Наташа сидела вытянувшись, испытующе и прямо глядя то на отца, то на Пьера.
Пьер чувствовал на себе ее взгляд и старался не оглядываться. Графиня неодобрительно и сердито покачивала головой против каждого торжественного выражения манифеста. Она во всех этих словах видела только то, что опасности, угрожающие ее сыну, еще не скоро прекратятся. Шиншин, сложив рот в насмешливую улыбку, очевидно приготовился насмехаться над тем, что первое представится для насмешки: над чтением Сони, над тем, что скажет граф, даже над самым воззванием, ежели не представится лучше предлога.

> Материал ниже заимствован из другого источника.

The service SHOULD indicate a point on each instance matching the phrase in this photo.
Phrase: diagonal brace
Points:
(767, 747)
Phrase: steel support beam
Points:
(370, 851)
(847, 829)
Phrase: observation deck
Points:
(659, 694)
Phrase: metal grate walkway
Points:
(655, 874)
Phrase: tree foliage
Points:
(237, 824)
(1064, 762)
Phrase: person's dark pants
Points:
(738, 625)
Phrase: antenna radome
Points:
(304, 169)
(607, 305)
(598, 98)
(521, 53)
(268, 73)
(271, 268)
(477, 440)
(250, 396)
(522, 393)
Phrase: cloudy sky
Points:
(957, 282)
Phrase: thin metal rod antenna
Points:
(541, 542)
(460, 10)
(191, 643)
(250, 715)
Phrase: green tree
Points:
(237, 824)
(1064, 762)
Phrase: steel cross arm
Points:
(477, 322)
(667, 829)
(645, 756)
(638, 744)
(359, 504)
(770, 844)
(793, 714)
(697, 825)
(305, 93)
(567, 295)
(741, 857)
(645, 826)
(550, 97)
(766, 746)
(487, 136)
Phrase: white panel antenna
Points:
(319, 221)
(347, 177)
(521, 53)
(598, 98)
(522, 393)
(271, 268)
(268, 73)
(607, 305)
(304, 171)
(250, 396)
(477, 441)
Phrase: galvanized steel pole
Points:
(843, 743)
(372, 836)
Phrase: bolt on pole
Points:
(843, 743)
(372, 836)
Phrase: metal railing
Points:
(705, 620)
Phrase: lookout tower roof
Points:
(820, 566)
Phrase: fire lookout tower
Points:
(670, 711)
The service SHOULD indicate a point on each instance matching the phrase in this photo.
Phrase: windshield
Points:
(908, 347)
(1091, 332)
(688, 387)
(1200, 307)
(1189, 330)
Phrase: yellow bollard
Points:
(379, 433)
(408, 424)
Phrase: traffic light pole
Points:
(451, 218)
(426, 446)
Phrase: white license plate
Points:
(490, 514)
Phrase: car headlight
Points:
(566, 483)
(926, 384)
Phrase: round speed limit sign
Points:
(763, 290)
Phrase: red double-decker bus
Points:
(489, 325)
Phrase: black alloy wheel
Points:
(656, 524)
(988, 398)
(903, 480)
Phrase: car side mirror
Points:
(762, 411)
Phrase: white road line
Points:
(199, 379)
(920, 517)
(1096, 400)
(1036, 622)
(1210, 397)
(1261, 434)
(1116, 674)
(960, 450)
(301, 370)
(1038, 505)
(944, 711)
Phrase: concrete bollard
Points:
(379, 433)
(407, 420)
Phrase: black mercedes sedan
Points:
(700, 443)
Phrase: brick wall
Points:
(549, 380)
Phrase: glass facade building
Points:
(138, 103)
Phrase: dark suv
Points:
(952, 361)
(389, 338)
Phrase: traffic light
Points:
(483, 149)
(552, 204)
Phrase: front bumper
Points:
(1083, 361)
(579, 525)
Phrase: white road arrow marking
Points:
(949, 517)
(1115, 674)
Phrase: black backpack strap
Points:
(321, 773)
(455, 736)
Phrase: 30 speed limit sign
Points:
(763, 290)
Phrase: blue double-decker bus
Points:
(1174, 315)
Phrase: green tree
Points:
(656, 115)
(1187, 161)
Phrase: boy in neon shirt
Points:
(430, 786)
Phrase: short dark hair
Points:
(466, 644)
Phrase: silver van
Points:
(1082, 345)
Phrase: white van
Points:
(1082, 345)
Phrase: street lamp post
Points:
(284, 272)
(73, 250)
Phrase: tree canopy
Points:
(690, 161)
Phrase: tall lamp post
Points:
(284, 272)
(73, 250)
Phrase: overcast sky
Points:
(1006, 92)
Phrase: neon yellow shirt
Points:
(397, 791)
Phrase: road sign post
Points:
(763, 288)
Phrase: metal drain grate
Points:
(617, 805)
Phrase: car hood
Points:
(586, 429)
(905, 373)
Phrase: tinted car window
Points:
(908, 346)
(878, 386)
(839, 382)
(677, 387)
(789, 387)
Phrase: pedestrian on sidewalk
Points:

Прочтя об опасностях, угрожающих России, о надеждах, возлагаемых государем на Москву, и в особенности на знаменитое дворянство, Соня с дрожанием голоса, происходившим преимущественно от внимания, с которым ее слушали, прочла последние слова: «Мы не умедлим сами стать посреди народа своего в сей столице и в других государства нашего местах для совещания и руководствования всеми нашими ополчениями, как ныне преграждающими пути врагу, так и вновь устроенными на поражение оного, везде, где только появится. Да обратится погибель, в которую он мнит низринуть нас, на главу его, и освобожденная от рабства Европа да возвеличит имя России!»
– Вот это так! – вскрикнул граф, открывая мокрые глаза и несколько раз прерываясь от сопенья, как будто к носу ему подносили склянку с крепкой уксусной солью. – Только скажи государь, мы всем пожертвуем и ничего не пожалеем.
Шиншин еще не успел сказать приготовленную им шутку на патриотизм графа, как Наташа вскочила с своего места и подбежала к отцу.